As the cable was manufactured, each finished length was coiled and stowed in a huge circular tank, in readiness for shipment. Bright and Whitehouse were much harassed by the absurdly short time allowed them, the result of an unlucky arrangement with business interests on the other side of the Atlantic. Within that short while they had also to devise apparatus for paying out the cable, and to choose cable ships. The Admiralty and the United States Government each offered a ship for cable-laying, the British ship being the warship Agamemnon, and the American the steam frigate Niagara.
The existing apparatus had been the same as that used for laying short-distance sections, to which the peculiar difficulties entailed by the vast depths and distances of the Atlantic did not apply. Bright fitted a brake in which a lever exercised a constant holding power that remained in perfect proportion to the weight attached to it. He also rigged a dynamometer which controlled and indicated the strain entailed by paying out. Moreover, experiments were conducted by Professor Thomson to test the conductivity of the copper strands, so that all copper wire below a certain standard of conductivity was rejected. This was the first example of organized conductor testing to be carried out in a cable factory.
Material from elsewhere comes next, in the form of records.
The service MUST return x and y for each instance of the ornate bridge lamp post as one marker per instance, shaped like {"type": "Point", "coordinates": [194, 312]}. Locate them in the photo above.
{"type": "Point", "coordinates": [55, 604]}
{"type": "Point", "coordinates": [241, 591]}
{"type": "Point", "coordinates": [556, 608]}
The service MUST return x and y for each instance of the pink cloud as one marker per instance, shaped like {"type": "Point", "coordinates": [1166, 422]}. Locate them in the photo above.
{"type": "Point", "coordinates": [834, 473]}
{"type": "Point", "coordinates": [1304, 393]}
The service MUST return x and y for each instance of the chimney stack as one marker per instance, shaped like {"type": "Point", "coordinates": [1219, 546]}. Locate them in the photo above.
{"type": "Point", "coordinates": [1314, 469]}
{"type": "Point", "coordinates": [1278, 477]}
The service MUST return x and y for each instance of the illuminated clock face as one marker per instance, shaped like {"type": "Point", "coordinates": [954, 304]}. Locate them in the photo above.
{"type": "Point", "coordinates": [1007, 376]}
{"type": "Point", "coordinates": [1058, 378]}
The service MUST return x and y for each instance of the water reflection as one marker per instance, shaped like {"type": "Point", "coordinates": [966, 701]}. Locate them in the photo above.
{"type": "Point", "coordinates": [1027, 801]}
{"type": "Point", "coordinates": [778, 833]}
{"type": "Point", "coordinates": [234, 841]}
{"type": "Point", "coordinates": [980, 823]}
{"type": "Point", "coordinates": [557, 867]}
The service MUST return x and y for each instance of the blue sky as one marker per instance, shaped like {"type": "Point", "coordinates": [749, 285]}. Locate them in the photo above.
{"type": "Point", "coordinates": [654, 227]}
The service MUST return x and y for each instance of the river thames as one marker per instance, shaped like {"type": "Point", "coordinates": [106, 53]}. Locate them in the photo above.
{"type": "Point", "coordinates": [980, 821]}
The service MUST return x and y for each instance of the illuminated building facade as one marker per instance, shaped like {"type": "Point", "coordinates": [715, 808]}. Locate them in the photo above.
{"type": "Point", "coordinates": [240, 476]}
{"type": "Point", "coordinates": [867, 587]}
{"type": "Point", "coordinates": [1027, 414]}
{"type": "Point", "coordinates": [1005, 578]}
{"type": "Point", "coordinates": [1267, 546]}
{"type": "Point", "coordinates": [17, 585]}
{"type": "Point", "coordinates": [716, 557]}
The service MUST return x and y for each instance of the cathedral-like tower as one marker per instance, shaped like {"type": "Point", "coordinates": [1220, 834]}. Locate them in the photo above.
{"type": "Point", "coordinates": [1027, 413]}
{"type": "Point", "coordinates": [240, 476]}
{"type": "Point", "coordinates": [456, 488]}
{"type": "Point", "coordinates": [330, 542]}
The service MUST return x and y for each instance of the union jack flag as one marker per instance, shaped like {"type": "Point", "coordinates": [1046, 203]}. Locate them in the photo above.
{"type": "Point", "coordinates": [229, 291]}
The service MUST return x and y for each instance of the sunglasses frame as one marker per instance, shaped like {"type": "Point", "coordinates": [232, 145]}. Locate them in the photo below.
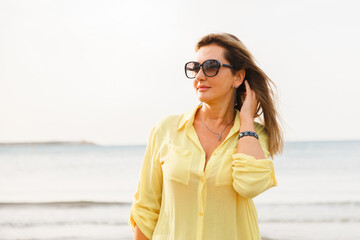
{"type": "Point", "coordinates": [201, 66]}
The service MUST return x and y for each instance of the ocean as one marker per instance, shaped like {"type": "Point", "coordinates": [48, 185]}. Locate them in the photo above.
{"type": "Point", "coordinates": [64, 191]}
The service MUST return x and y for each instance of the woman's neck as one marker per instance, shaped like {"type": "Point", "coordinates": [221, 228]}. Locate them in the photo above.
{"type": "Point", "coordinates": [216, 115]}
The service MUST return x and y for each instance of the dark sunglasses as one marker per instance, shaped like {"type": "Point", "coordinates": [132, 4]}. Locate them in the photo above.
{"type": "Point", "coordinates": [210, 68]}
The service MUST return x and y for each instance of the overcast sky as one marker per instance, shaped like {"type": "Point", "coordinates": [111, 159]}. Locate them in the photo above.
{"type": "Point", "coordinates": [107, 71]}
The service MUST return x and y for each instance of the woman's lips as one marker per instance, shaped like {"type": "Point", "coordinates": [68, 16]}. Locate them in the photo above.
{"type": "Point", "coordinates": [203, 88]}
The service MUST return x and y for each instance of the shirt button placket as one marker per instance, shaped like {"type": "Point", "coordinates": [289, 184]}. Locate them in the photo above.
{"type": "Point", "coordinates": [201, 206]}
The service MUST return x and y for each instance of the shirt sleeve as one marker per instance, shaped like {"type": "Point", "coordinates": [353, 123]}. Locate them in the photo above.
{"type": "Point", "coordinates": [147, 199]}
{"type": "Point", "coordinates": [253, 176]}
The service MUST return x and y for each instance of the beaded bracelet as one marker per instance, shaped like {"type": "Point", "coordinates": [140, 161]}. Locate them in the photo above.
{"type": "Point", "coordinates": [248, 133]}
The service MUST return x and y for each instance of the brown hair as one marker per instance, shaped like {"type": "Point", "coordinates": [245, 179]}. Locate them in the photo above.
{"type": "Point", "coordinates": [238, 56]}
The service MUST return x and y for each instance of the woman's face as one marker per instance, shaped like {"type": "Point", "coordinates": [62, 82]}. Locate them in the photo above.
{"type": "Point", "coordinates": [220, 87]}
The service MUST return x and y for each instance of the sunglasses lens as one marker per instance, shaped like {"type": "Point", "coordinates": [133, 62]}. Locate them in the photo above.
{"type": "Point", "coordinates": [191, 69]}
{"type": "Point", "coordinates": [211, 67]}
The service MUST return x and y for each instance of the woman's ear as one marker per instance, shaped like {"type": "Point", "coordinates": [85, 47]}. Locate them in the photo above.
{"type": "Point", "coordinates": [239, 77]}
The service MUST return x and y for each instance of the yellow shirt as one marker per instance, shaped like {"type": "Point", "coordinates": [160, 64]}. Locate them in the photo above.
{"type": "Point", "coordinates": [177, 200]}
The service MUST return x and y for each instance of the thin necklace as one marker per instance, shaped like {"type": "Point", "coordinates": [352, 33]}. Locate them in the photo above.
{"type": "Point", "coordinates": [219, 133]}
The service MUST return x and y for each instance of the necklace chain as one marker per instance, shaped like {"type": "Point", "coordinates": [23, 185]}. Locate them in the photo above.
{"type": "Point", "coordinates": [217, 133]}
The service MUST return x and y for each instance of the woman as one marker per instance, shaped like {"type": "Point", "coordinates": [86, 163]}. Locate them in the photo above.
{"type": "Point", "coordinates": [201, 169]}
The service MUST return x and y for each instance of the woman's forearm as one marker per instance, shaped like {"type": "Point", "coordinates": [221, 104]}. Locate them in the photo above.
{"type": "Point", "coordinates": [138, 235]}
{"type": "Point", "coordinates": [248, 144]}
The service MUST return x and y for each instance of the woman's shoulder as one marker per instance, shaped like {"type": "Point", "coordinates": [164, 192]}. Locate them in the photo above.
{"type": "Point", "coordinates": [169, 121]}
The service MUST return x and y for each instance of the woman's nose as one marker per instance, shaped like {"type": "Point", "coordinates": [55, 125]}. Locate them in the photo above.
{"type": "Point", "coordinates": [200, 75]}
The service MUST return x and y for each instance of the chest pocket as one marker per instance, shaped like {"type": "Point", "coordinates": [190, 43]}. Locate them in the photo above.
{"type": "Point", "coordinates": [176, 163]}
{"type": "Point", "coordinates": [224, 174]}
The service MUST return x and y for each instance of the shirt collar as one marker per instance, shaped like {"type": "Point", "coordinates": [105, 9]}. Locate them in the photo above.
{"type": "Point", "coordinates": [187, 119]}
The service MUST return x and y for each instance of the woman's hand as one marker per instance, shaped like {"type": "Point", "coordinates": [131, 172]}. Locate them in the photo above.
{"type": "Point", "coordinates": [248, 109]}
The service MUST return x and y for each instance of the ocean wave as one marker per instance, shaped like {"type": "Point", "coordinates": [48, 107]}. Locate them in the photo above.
{"type": "Point", "coordinates": [70, 204]}
{"type": "Point", "coordinates": [60, 223]}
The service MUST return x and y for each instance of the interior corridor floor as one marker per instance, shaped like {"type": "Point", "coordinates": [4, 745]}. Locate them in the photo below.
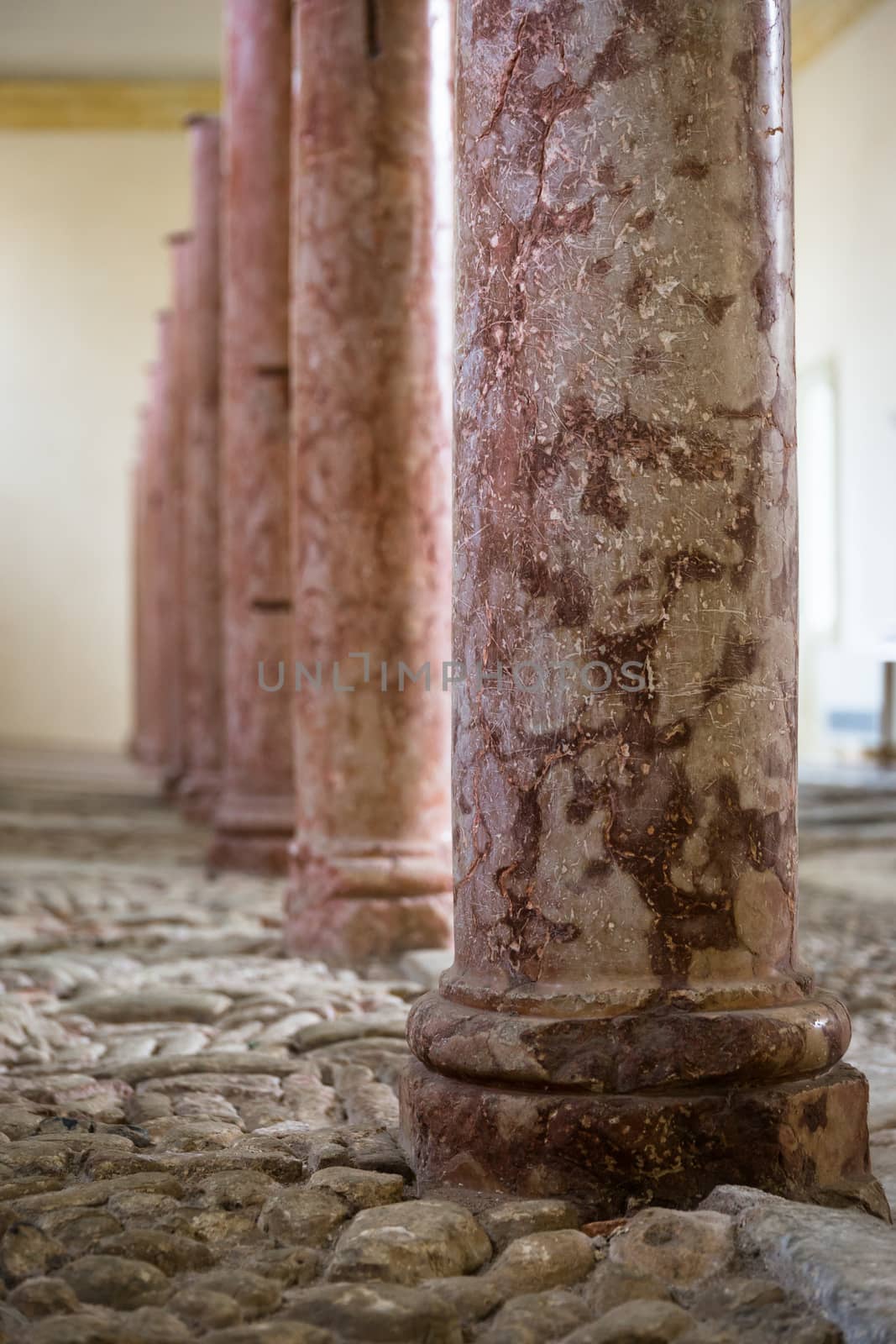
{"type": "Point", "coordinates": [197, 1136]}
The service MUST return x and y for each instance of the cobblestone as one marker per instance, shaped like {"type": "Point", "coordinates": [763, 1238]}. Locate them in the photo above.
{"type": "Point", "coordinates": [197, 1135]}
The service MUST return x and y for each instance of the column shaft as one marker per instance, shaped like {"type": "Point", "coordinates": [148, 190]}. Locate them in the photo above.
{"type": "Point", "coordinates": [625, 555]}
{"type": "Point", "coordinates": [203, 709]}
{"type": "Point", "coordinates": [253, 822]}
{"type": "Point", "coordinates": [139, 584]}
{"type": "Point", "coordinates": [174, 449]}
{"type": "Point", "coordinates": [371, 869]}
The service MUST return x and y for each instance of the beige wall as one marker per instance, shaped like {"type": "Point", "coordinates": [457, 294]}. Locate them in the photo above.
{"type": "Point", "coordinates": [846, 154]}
{"type": "Point", "coordinates": [81, 275]}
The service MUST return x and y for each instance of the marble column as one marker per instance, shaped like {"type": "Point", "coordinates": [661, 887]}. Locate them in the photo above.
{"type": "Point", "coordinates": [154, 562]}
{"type": "Point", "coordinates": [172, 412]}
{"type": "Point", "coordinates": [203, 707]}
{"type": "Point", "coordinates": [371, 514]}
{"type": "Point", "coordinates": [626, 1015]}
{"type": "Point", "coordinates": [253, 823]}
{"type": "Point", "coordinates": [139, 746]}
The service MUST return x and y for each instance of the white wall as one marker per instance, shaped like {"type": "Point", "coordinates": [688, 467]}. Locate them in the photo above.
{"type": "Point", "coordinates": [846, 154]}
{"type": "Point", "coordinates": [82, 272]}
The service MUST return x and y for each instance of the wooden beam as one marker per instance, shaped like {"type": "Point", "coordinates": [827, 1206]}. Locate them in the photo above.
{"type": "Point", "coordinates": [103, 104]}
{"type": "Point", "coordinates": [817, 24]}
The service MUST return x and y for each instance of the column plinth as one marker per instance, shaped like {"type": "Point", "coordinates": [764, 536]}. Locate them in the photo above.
{"type": "Point", "coordinates": [254, 816]}
{"type": "Point", "coordinates": [369, 864]}
{"type": "Point", "coordinates": [627, 1015]}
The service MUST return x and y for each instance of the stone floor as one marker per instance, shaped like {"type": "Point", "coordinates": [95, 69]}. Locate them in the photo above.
{"type": "Point", "coordinates": [197, 1135]}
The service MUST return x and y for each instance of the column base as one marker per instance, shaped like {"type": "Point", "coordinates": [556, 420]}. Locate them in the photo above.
{"type": "Point", "coordinates": [805, 1139]}
{"type": "Point", "coordinates": [253, 833]}
{"type": "Point", "coordinates": [241, 851]}
{"type": "Point", "coordinates": [352, 906]}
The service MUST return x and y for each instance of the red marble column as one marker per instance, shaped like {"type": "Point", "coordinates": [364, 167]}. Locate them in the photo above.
{"type": "Point", "coordinates": [626, 1014]}
{"type": "Point", "coordinates": [154, 562]}
{"type": "Point", "coordinates": [170, 410]}
{"type": "Point", "coordinates": [371, 866]}
{"type": "Point", "coordinates": [203, 707]}
{"type": "Point", "coordinates": [253, 823]}
{"type": "Point", "coordinates": [139, 584]}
On the following morning, the Niagara’s cable was conveyed on board the Aqamemnon and the splice was made. After all the disappointments which had gone before, a gloom seemed to have settled over everyone, and there was no celebration beyond the binding of a lucky sixpence into the cable. The cable broke when the two ships had each paid out three miles of it.
... and just remember all this as you routinely receive almost instant web site information and much else from America - it is still passing through cables to reach you.